Le champignon renaît à Scorbé-Clairvaux

La commune de Scorbé-Clairvaux produisait des champignons en cave, jusqu’à la fermeture de l’activité en 2004. D’anciens salariés œuvrent à la relancer, dans le cadre du projet Territoire zéro chômeur de longue durée du Châtelleraudais.

Steve Henot

Le7.info

Marie-Jo n’y a travaillé qu’une année, mais elle n’a visiblement rien oublié des lieux. Au fil de la visite, les souvenirs ressurgissent, intacts. Depuis un peu plus d’un an, avec d’autres anciens salariés, elle œuvre à la relance de la cave champignonnière de Scorbé-Clairvaux, acquise en décembre 2020 par la commune. Comme Marie-Jo, ils sont plusieurs à n’avoir jamais retrouvé d’emploi après l’arrêt de l’activité, en 2004. « Sur place, le boulot n’est plus à notre porte et je n’ai pas les moyens de me déplacer », confie cette femme de 59 ans.


Relancer la production de champignons sur le site est l’une des idées qui ont émergé dans le cadre du projet Territoire zéro chômeur de longue durée (TZCLD) du Châtelleraudais.
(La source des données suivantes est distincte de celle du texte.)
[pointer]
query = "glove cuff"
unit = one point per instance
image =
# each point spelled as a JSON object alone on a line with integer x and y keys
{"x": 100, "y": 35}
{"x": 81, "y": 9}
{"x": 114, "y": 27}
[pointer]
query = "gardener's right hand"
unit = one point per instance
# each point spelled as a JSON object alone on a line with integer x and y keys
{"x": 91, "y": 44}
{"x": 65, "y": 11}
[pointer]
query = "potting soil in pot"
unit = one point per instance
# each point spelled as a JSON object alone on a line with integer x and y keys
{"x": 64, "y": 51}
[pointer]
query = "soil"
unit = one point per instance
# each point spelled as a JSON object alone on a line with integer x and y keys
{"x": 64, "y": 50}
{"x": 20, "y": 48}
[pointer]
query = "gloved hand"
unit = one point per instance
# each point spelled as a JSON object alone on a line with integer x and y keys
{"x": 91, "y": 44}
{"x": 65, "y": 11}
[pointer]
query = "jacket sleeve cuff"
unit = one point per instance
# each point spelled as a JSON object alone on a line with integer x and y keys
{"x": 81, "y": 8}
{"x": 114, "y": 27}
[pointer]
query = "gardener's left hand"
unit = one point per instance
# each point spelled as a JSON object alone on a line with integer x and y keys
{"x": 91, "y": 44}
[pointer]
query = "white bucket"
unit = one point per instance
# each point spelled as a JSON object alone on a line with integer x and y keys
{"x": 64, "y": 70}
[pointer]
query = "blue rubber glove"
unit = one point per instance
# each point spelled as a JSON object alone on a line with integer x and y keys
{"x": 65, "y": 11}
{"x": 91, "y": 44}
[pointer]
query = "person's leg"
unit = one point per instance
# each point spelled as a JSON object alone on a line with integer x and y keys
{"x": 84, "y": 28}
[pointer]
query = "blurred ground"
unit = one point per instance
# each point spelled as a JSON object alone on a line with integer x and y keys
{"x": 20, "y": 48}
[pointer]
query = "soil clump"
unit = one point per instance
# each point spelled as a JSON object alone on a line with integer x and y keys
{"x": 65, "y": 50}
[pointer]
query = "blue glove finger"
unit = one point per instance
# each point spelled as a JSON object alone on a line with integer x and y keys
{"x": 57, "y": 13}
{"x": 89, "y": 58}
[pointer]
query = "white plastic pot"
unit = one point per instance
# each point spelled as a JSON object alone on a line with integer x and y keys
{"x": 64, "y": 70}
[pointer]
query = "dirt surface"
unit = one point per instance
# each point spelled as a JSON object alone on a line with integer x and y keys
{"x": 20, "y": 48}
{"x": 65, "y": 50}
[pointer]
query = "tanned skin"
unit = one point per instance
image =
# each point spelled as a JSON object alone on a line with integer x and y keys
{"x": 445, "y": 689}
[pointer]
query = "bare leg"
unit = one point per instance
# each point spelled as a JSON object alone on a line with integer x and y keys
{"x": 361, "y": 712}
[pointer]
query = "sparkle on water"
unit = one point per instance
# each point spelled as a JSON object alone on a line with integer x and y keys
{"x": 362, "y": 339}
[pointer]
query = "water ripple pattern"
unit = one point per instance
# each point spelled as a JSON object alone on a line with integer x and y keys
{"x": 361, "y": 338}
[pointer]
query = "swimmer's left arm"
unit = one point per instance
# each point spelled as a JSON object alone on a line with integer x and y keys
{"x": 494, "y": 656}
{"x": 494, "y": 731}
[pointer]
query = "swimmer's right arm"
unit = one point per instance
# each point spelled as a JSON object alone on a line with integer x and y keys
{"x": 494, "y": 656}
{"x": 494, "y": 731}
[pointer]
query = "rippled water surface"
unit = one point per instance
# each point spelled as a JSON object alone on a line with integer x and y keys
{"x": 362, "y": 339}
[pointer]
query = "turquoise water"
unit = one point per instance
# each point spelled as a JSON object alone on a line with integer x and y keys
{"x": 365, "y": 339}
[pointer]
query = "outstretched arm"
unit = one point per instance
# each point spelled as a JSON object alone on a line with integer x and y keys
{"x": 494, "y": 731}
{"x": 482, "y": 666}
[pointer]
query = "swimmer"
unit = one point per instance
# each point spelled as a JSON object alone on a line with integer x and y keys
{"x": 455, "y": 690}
Il y avait un créneau à prendre. Du moins, à réactiver. « Au début des années 2000, on est passé de 500 à seulement 50 producteurs de champignons en France, dit Delphine Plaud, la cheffe de projet. La plupart de la production est aujourd’hui réservée à la transformation, alors même que la consommation en frais augmente chaque année. » Le projet de Scorbé-Clairvaux table ainsi sur une production mensuelle de dix tonnes de champignons bruns.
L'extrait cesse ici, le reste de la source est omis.